VERBINDUNGEN ZU ANDEREN THEMEN
Führung
OKRs sind ein Führungswerkzeug, das Autonomie schafft: Teams kennen das Ziel und haben Freiheit beim Weg. Führungskräfte setzen das Why mit dem Objective, das Team entscheidet das How.
Agilität
OKRs und agile Sprints ergänzen sich gut. OKRs geben die Richtung für das Quartal, Sprints übernehmen die Umsetzung auf Wochenebene. Zusammen verbinden sie Strategie und operative Ausführung.
Künstliche Intelligenz
KI-Initiativen profitieren von OKRs als Rahmen für messbare Wirkungsziele. Statt „wir integrieren KI” steht ein Objective mit konkreten Key Results wie Einsparungen oder Qualitätssteigerungen.
DAS WICHTIGSTE AUF EINEN BLICK
- OKR steht für Objectives and Key Results, entwickelt von Andy Grove bei Intel.
- Objectives sind qualitativ und inspirierend, Key Results sind messbar.
- OKRs werden öffentlich sichtbar gemacht, das schafft Ausrichtung und Transparenz.
- 60 bis 70 Prozent Zielerreichung gilt als Erfolg. 100 Prozent bedeuten zu leichtes Ziel.

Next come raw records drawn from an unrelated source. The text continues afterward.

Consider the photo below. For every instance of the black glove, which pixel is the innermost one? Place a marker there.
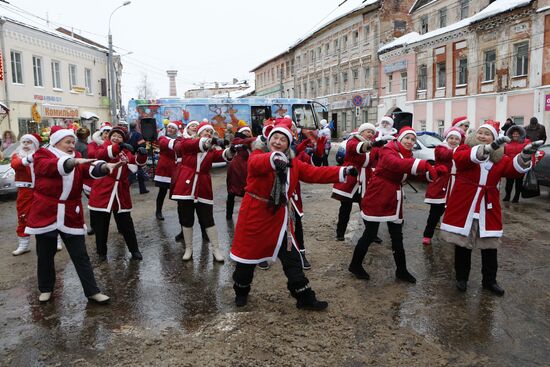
(126, 146)
(350, 171)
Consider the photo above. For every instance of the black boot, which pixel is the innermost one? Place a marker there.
(401, 272)
(306, 300)
(356, 265)
(241, 294)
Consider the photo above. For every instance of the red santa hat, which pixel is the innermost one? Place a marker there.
(57, 133)
(405, 130)
(119, 129)
(204, 125)
(455, 131)
(462, 120)
(105, 126)
(33, 138)
(492, 126)
(282, 129)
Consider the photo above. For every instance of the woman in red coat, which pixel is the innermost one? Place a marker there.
(438, 190)
(518, 141)
(236, 173)
(166, 165)
(383, 201)
(473, 217)
(111, 194)
(265, 227)
(21, 162)
(57, 210)
(193, 186)
(358, 154)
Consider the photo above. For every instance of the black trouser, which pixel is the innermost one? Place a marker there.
(46, 248)
(299, 232)
(292, 266)
(187, 209)
(370, 233)
(436, 211)
(489, 264)
(125, 225)
(161, 196)
(510, 184)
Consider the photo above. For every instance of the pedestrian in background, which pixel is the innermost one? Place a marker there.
(535, 131)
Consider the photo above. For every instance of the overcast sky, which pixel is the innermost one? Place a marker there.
(205, 40)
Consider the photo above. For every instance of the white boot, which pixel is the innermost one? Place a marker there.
(188, 238)
(23, 246)
(214, 244)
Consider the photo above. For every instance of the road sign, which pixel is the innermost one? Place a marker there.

- OKRs sind kein Performance-Management, sondern ein Fokus-Werkzeug.
PRAXISBEISPIEL
Ein Trainingsunternehmen setzt folgendes OKR: Objective: „Wir werden zur ersten Adresse für KI-Kompetenz in Unternehmen.” Key Result 1: 3 neue Firmenkundinnen und -kunden gewinnen, die KI-Trainings buchen. Key Result 2: Net Promoter Score der KI-Seminare auf 70 steigern. Key Result 3: 2 Case Studies von erfolgreichen KI-Transformationen veröffentlichen. Das Team kann nun eigenständig entscheiden, welche Initiativen diese Ergebnisse am wahrscheinlichsten erreichen.
HÄUFIGE MISSVERSTÄNDNISSE
Können OKRs an Boni gekoppelt sein?
Davon raten die meisten OKR-Experten ab. Wenn OKRs an Boni gekoppelt sind, setzen Teams sichere Ziele statt ambitionierte. Das untergräbt den Sinn des Systems. OKRs sollten getrennt von Performance-Reviews bleiben.
Sind OKRs nur für große Unternehmen sinnvoll?
Nein. OKRs funktionieren auch in kleinen Teams und Startups. Entscheidend ist die konsequente Anwendung: öffentliche Ziele, mesbare Key Results und regelmäßige Check-ins.